I know, I know. Redundant, right? The blog is named unashamed, now there’s a post named unashamed…you’re probably thinking, “Daniel, okay, we get it.” But, I wanted to take a post and talk about why I named the blog what I did and what I mean when I talk about being unashamed.
Rom 1:16 NKJV – For I am not ashamed of the gospel of Christ, for it is the power of God to salvation for everyone who believes, for the Jew first and also for the Greek.
There’s the main reason. Every other reason I’ll list after this ties back to that one, central, all important reason. Jesus Christ, the Son of God, and the good news of His incarnation, death, and resurrection are the central reasons for every single thing in existence. It should also be the base, the foundation, of every thought I have and every decision I make. Everything comes back to that point, and I aim to be completely and totally unashamed of that.
Built on that foundation, here are some other things I want to be unashamed of:
…Who I am
Now, when I say this, I don’t mean just being ho-hum about my sin or to ignore personality traits I’ve let get out of hand. I don’t mean to just blow it off or make an excuse for laziness. I never want to say, “Oh, I’m just not a (fill in your problem subject here) person.” These likes and dislikes are all within the parameters of God’s word. If something is outside of the boundaries set in God’s word, then we can all agree that it is not His will and, even if we enjoy it, it’s our flesh. When I say being unashamed of who I am, I mean following the Lord wholeheartedly, and allowing Him to show me who I am in Him; who He made me to be. Being unashamed of that and enjoying the things He hardwired me to enjoy. Chasing the dreams He has laid on my heart with a passion for Him. In my case, one of those things is music. I love music; almost any kind of music. Musical instruments fascinate me. The different sounds they can make and how the instrumentalist achieves those sounds. Writing is another thing I enjoy. The mechanics of writing and the ability to express myself in words. Literature is another. The list goes on. I want to pursue and enjoy these things without being afraid of what others may think.

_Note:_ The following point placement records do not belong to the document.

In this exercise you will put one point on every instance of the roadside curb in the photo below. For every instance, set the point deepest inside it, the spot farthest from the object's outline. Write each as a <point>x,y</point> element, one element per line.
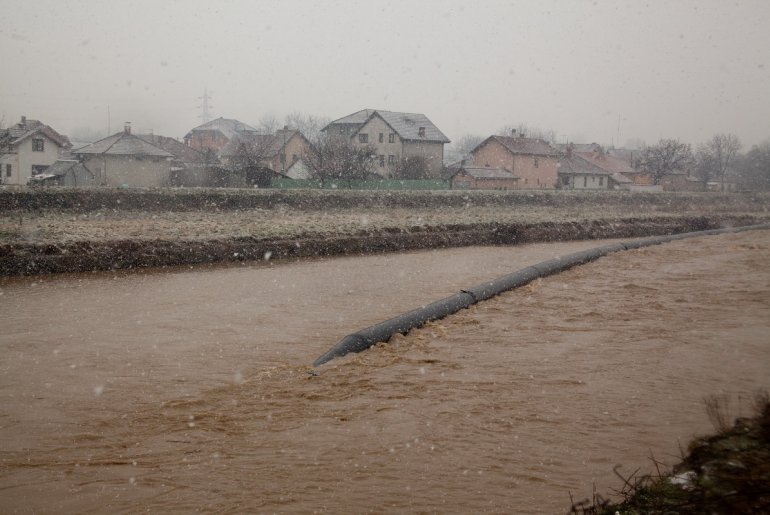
<point>382,332</point>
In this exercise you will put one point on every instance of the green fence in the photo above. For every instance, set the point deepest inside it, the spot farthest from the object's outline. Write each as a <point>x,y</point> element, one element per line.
<point>375,184</point>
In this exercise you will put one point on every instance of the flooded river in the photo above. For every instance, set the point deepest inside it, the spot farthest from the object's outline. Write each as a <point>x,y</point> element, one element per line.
<point>189,390</point>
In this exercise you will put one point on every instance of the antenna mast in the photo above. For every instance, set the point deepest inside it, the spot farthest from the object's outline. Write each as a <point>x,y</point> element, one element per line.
<point>205,115</point>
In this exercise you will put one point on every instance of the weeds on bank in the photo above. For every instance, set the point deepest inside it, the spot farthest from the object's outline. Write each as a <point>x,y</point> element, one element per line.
<point>728,472</point>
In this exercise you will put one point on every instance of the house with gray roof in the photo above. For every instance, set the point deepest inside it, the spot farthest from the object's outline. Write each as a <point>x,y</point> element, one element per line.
<point>65,172</point>
<point>124,159</point>
<point>27,149</point>
<point>189,167</point>
<point>482,178</point>
<point>395,137</point>
<point>214,135</point>
<point>533,161</point>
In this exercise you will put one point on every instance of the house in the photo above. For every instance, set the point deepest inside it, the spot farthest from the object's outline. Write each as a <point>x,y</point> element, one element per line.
<point>189,167</point>
<point>214,135</point>
<point>277,152</point>
<point>124,159</point>
<point>65,172</point>
<point>482,178</point>
<point>575,173</point>
<point>394,136</point>
<point>27,149</point>
<point>532,161</point>
<point>622,174</point>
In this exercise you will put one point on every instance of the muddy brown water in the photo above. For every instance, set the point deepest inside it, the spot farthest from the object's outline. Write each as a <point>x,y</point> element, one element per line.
<point>188,390</point>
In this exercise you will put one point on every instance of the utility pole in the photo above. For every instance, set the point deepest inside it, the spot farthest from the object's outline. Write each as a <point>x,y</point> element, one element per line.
<point>205,116</point>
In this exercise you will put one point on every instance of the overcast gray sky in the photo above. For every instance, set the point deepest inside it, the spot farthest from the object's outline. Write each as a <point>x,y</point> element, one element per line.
<point>603,71</point>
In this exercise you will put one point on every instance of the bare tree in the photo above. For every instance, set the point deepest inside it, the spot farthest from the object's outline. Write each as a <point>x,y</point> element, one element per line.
<point>268,124</point>
<point>248,160</point>
<point>755,167</point>
<point>335,158</point>
<point>412,168</point>
<point>665,157</point>
<point>704,166</point>
<point>461,147</point>
<point>719,152</point>
<point>548,135</point>
<point>309,125</point>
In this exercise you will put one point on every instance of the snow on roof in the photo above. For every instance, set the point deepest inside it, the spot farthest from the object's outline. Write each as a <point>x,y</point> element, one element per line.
<point>229,127</point>
<point>124,144</point>
<point>521,145</point>
<point>406,125</point>
<point>483,172</point>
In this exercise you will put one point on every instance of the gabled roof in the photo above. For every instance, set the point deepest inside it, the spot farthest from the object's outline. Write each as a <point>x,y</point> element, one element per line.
<point>406,125</point>
<point>229,127</point>
<point>182,152</point>
<point>62,166</point>
<point>268,145</point>
<point>18,132</point>
<point>483,172</point>
<point>607,162</point>
<point>359,118</point>
<point>520,145</point>
<point>574,164</point>
<point>123,144</point>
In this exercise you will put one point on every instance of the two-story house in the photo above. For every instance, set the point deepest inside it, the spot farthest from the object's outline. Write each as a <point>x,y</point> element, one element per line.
<point>216,134</point>
<point>27,149</point>
<point>394,137</point>
<point>285,152</point>
<point>124,159</point>
<point>533,162</point>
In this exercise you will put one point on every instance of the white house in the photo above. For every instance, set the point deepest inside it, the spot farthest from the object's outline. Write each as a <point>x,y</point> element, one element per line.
<point>27,149</point>
<point>126,160</point>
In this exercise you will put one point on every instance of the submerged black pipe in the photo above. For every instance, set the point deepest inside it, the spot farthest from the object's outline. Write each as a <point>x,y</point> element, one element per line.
<point>365,338</point>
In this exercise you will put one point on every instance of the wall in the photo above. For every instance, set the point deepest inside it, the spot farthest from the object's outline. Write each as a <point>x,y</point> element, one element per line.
<point>373,128</point>
<point>201,140</point>
<point>296,145</point>
<point>463,181</point>
<point>129,171</point>
<point>24,158</point>
<point>586,181</point>
<point>542,176</point>
<point>432,151</point>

Quite honestly, I struggle with that, especially in starting this blog. Like I said, writing is a means of expressing yourself. I also see it as a way of giving people a glimpse into my head and heart. When I publish this post, I will be allowing you to look at a part of me; that scares me. But I think it will help me to grow in my writing ability, maybe even as a person, and it will push me out of my comfort zone, as I said in the first post on this blog. My goal is to grow in the Lord. One of the most effective ways to grow is to force myself beyond things I’m comfortable in. I believe that when we confine ourselves to our comfort zone, we’re limiting our growth. The Lord often has to give me a nudge in the direction of the edge, but I’d like to think I’m learning to be a bit more willing. That leads me to the next thing.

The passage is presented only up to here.